Real-time widefield multicolor microscopy is performed by excitation of the fluorophores from three-different spectrum bands in a round-robin manner29. The emitted fluorescence light is synchronously collected to acquire 8-bit grayscale individual images with 1280 \(\times\) 1024 pixels. 10x and 5x long working distance objectives (Plan Apo, Mitutoyo, Japan) are used to focus the excitation light on the samples and collect the emitted fluorescent photons, respectively. Coumarin 6 and indocyanine green are excited from 450 to 490 nm and 750 to 800 nm spectrum bands, respectively. The emitted light is collected from 500 to 540 nm for coumarin 6 and 817.5 to 875.5 nm for indocyanine green, respectively. CMTPX, RFP-HUVECs, and Rhodamine B are excited from the 554.5 to 589.5 nm band, and the emitted light is collected in the wavelength range of 592.5 to 667.5 nm. The intensity values in the individual images acquired from 500 to 540 nm, 592.5 to 667.5 nm, and 817.5 to 875.5 nm spectrum bands are represented using black-green, black-red, black-blue color maps, respectively (Figs. 5a4, 7b, 8a4). Multicolor images are formed by overlapping the color-converted individual images acquired in one round. An orthogonal array of four iron-core electromagnetic coils with a cut-off frequency of 110 Hz is placed in the microscope’s working space to move the micro-agents using the rotational field (Fig. 6d). For heat dissipation, the coil array is mounted on an aluminum holder using tapered collars. The coils are covered with copper tape for heat transfer enhancement and electrical isolation. Switchable amplifiers supplied with a dc power supply (EA-PS 5040-20A, EA Elektro-Automatik, Germany) are used to power the coils50. A signal generator (4050B, BK Precision, USA) is used to generate reference signals for the rotating field frequency. The signals are distributed to a corresponding coil driver using a demultiplexer interface (74HC4052, Texas Instruments, USA) by falling edge detection using a microcontroller. The maximum magnetic field produced by the coil array is measured as 30 mT using a teslameter (3MH3A, Senis AG, Switzerland). The magnetic pulling force is generated using two neodymium-iron-boron permanent magnets (S-45-30-N, Supermagnete, Germany).
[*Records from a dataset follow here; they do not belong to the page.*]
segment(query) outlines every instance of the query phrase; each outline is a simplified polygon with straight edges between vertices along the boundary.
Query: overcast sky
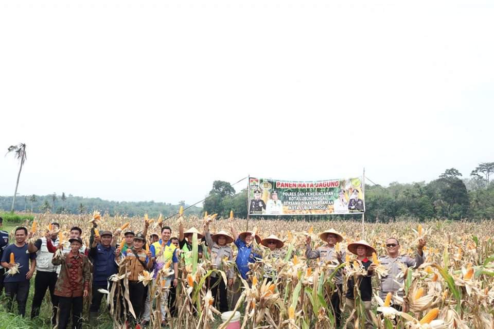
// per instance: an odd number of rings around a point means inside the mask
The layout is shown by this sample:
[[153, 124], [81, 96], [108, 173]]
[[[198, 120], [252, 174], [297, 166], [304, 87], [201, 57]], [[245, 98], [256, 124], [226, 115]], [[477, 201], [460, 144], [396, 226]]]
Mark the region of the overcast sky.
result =
[[492, 1], [0, 4], [0, 195], [19, 142], [21, 194], [189, 204], [494, 161]]

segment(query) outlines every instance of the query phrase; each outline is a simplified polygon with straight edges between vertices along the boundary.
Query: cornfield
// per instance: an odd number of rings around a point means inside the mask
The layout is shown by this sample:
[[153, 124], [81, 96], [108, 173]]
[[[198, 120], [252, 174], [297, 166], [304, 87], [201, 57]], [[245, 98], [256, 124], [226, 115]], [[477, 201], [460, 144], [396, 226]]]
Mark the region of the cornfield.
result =
[[[210, 218], [211, 219], [211, 218]], [[60, 231], [66, 241], [68, 230], [73, 226], [83, 229], [82, 237], [89, 246], [89, 234], [93, 220], [91, 215], [40, 215], [35, 221], [38, 235], [40, 228], [46, 228], [50, 223], [61, 225]], [[184, 218], [186, 228], [195, 227], [201, 230], [204, 219], [197, 216]], [[98, 220], [100, 231], [114, 231], [129, 223], [129, 228], [137, 232], [144, 228], [143, 217], [111, 217], [104, 215]], [[158, 236], [158, 220], [149, 218], [148, 234], [156, 233]], [[178, 231], [178, 217], [167, 220], [164, 224], [172, 228], [172, 236]], [[245, 230], [247, 221], [238, 218], [213, 219], [210, 224], [211, 231], [229, 231], [231, 224], [238, 232]], [[425, 262], [418, 268], [403, 269], [402, 298], [393, 296], [381, 300], [377, 297], [379, 278], [373, 278], [373, 309], [379, 307], [381, 312], [373, 312], [372, 321], [377, 328], [493, 328], [494, 327], [494, 222], [429, 221], [418, 225], [413, 222], [391, 224], [365, 224], [364, 236], [361, 236], [362, 224], [355, 222], [287, 222], [279, 220], [251, 220], [249, 230], [255, 230], [262, 237], [277, 235], [285, 242], [284, 257], [274, 259], [270, 257], [269, 249], [259, 246], [256, 249], [262, 256], [262, 261], [252, 265], [250, 282], [238, 276], [236, 286], [241, 294], [238, 302], [231, 305], [233, 310], [242, 314], [242, 328], [309, 328], [335, 327], [335, 317], [329, 296], [335, 289], [335, 270], [353, 262], [355, 257], [342, 264], [323, 263], [308, 260], [305, 258], [305, 242], [307, 235], [311, 237], [313, 249], [324, 243], [318, 232], [333, 228], [344, 236], [338, 247], [345, 248], [350, 242], [365, 240], [374, 247], [379, 255], [386, 254], [386, 240], [394, 237], [398, 239], [401, 253], [413, 256], [418, 239], [427, 240], [424, 249]], [[32, 223], [26, 223], [30, 230]], [[121, 237], [120, 237], [121, 239]], [[198, 241], [195, 235], [192, 252], [197, 252]], [[236, 248], [232, 244], [234, 255]], [[179, 264], [179, 286], [177, 291], [178, 315], [169, 322], [171, 328], [225, 328], [226, 323], [219, 324], [220, 312], [215, 307], [215, 296], [207, 288], [207, 278], [214, 271], [218, 272], [226, 282], [225, 272], [234, 267], [235, 262], [224, 261], [222, 270], [213, 266], [210, 255], [204, 247], [203, 257], [197, 264], [186, 267]], [[264, 279], [264, 265], [275, 269], [272, 282]], [[358, 265], [356, 263], [356, 265]], [[168, 266], [169, 266], [168, 264]], [[170, 269], [165, 266], [163, 277], [169, 275]], [[166, 272], [166, 273], [165, 273]], [[358, 271], [353, 271], [356, 274]], [[149, 273], [143, 273], [141, 280], [149, 283], [149, 293], [160, 304], [162, 294], [167, 288], [159, 283], [152, 285]], [[116, 278], [115, 282], [122, 278]], [[125, 281], [125, 280], [124, 280]], [[156, 281], [159, 282], [159, 279]], [[118, 285], [114, 285], [114, 287]], [[346, 284], [344, 284], [346, 289]], [[112, 288], [112, 289], [115, 289]], [[229, 288], [229, 294], [232, 290]], [[109, 293], [111, 293], [109, 291]], [[118, 291], [114, 291], [118, 294]], [[115, 295], [113, 296], [115, 297]], [[124, 298], [122, 296], [121, 298]], [[112, 299], [108, 298], [109, 300]], [[344, 308], [345, 299], [342, 299], [341, 308]], [[391, 301], [393, 301], [392, 302]], [[355, 322], [345, 323], [348, 314], [344, 315], [342, 326], [364, 328], [363, 306], [356, 296]], [[390, 303], [406, 304], [407, 313], [390, 307]], [[111, 304], [111, 303], [109, 303]], [[113, 306], [112, 306], [112, 307]], [[125, 327], [119, 318], [119, 310], [112, 309], [114, 327]], [[168, 310], [167, 310], [168, 312]], [[191, 316], [191, 315], [194, 315]], [[159, 328], [161, 324], [159, 308], [153, 309], [151, 326]], [[226, 321], [225, 321], [226, 322]]]

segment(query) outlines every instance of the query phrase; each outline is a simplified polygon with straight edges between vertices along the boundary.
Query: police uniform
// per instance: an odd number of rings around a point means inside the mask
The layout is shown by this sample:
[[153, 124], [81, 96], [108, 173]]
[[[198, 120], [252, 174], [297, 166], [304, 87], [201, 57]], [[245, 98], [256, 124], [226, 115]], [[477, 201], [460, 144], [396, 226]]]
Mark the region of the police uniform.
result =
[[[254, 194], [261, 194], [261, 191], [260, 190], [256, 190], [254, 191]], [[251, 213], [262, 213], [262, 209], [266, 209], [266, 204], [264, 203], [264, 200], [262, 199], [259, 199], [257, 200], [254, 199], [253, 200], [251, 200], [251, 205], [249, 207], [249, 212]]]

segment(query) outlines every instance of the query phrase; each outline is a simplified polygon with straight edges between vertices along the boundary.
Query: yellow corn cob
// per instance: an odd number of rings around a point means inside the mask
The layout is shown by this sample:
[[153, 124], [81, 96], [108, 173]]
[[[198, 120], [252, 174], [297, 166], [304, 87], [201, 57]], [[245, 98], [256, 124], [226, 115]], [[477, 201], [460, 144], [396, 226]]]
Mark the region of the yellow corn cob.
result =
[[290, 305], [288, 308], [288, 318], [290, 320], [295, 320], [295, 308], [293, 305]]
[[377, 255], [375, 252], [372, 253], [372, 263], [377, 265], [379, 265], [379, 260], [377, 259]]
[[418, 288], [418, 290], [417, 290], [417, 292], [415, 293], [415, 296], [414, 296], [414, 299], [417, 300], [420, 297], [424, 296], [424, 288], [420, 287]]
[[465, 276], [463, 277], [463, 279], [465, 280], [470, 280], [473, 276], [473, 268], [470, 267], [468, 269], [468, 270], [467, 271], [465, 275]]
[[389, 307], [390, 304], [391, 304], [391, 293], [388, 293], [386, 295], [386, 299], [384, 299], [384, 307]]
[[310, 275], [311, 275], [312, 273], [312, 267], [309, 267], [309, 268], [307, 268], [307, 271], [306, 271], [306, 273], [305, 273], [305, 276], [306, 276], [306, 277], [310, 277]]
[[422, 319], [420, 322], [420, 324], [430, 323], [431, 321], [437, 317], [438, 314], [439, 314], [439, 308], [437, 307], [433, 308], [431, 310], [427, 312], [427, 314], [426, 314], [426, 316], [422, 318]]
[[194, 277], [190, 273], [187, 275], [187, 283], [189, 284], [189, 287], [194, 285]]

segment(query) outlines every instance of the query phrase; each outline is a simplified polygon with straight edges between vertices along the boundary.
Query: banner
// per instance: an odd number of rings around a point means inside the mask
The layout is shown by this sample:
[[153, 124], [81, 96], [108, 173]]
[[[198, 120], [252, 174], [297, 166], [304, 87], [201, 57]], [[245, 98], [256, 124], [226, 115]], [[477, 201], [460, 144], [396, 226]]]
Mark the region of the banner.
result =
[[361, 214], [362, 177], [313, 181], [249, 177], [249, 213], [254, 215]]

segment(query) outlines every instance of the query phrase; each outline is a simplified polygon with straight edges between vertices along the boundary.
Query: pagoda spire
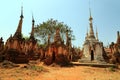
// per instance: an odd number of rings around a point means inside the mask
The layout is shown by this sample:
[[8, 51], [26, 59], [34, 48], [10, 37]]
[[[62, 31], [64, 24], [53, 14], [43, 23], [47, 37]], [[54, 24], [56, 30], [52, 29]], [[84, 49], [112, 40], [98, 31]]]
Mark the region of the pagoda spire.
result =
[[34, 38], [34, 24], [35, 24], [35, 20], [32, 15], [32, 30], [31, 30], [30, 38]]
[[86, 33], [85, 39], [87, 40], [87, 38], [88, 38], [88, 28], [87, 28], [87, 33]]
[[96, 27], [96, 40], [98, 41], [98, 31], [97, 31], [97, 27]]
[[93, 31], [93, 24], [92, 24], [92, 20], [93, 20], [93, 18], [92, 18], [92, 15], [91, 15], [91, 9], [89, 8], [89, 12], [90, 12], [90, 18], [89, 18], [89, 21], [90, 21], [90, 31], [89, 31], [89, 37], [90, 38], [95, 38], [95, 36], [94, 36], [94, 31]]
[[21, 15], [20, 15], [20, 20], [19, 20], [19, 24], [18, 24], [18, 27], [17, 27], [17, 30], [14, 34], [13, 37], [16, 37], [16, 38], [22, 38], [22, 23], [23, 23], [23, 6], [21, 6]]

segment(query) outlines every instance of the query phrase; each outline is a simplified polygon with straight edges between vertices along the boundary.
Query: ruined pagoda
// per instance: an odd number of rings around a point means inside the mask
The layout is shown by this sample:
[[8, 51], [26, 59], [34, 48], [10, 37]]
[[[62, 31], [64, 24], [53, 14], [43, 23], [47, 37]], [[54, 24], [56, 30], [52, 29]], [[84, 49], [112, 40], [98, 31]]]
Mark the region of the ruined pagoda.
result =
[[102, 61], [103, 60], [103, 44], [98, 39], [98, 32], [94, 35], [92, 15], [90, 10], [89, 18], [89, 32], [87, 32], [83, 44], [83, 57], [88, 61]]
[[6, 42], [6, 48], [7, 50], [9, 49], [14, 49], [18, 52], [21, 52], [21, 48], [23, 47], [23, 38], [22, 38], [22, 23], [23, 23], [23, 7], [21, 7], [21, 16], [20, 20], [18, 23], [17, 30], [15, 34], [10, 36]]

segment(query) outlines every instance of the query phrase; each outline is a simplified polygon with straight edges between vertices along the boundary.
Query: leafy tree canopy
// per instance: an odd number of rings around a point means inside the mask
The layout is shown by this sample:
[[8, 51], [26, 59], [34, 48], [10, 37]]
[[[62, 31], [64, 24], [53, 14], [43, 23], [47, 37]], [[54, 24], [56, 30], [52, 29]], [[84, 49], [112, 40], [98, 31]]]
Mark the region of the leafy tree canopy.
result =
[[50, 35], [50, 41], [53, 42], [56, 29], [60, 29], [61, 38], [66, 41], [66, 31], [68, 31], [68, 36], [71, 40], [75, 39], [73, 31], [63, 22], [58, 22], [57, 20], [49, 19], [42, 24], [38, 24], [35, 27], [35, 37], [42, 43], [47, 43], [48, 35]]

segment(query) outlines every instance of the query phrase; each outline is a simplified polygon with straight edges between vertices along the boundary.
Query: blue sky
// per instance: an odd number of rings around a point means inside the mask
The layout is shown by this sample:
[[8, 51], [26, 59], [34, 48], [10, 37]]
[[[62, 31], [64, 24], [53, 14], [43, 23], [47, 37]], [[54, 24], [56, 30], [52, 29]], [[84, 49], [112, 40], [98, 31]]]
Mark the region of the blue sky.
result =
[[76, 37], [73, 45], [82, 47], [89, 29], [89, 1], [94, 32], [97, 27], [99, 40], [104, 45], [116, 42], [116, 32], [120, 30], [120, 0], [1, 0], [0, 37], [6, 41], [15, 33], [23, 5], [25, 36], [31, 31], [33, 13], [35, 24], [53, 18], [70, 26]]

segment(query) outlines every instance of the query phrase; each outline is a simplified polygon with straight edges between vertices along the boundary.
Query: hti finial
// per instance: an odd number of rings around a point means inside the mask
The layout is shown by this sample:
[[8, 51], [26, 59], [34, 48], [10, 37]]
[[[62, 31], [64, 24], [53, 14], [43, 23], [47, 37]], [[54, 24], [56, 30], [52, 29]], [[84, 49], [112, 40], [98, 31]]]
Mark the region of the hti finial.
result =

The maximum magnetic field and gradient generated by the magnets are measured as 120 mT and 5 T/m, respectively.

Ethical approval

According to the Dutch animal care guidelines, IACUC approval for chicken embryo experimentation is not necessary unless hatching is expected. Moreover, only experiments with chick embryos of development EDD14 and older need IACUC approval. The embryos used in this study were all in the early stages of embryo development (EDD10). Fertilized chicken eggs used in this study were purchased from approved poultry egg farms in the Netherlands. RFP-HUVECs culture studies were approved by Dutch Ministry and experiments were performed under ML-1 laboratory environment, followed by the university policies and standard protocol.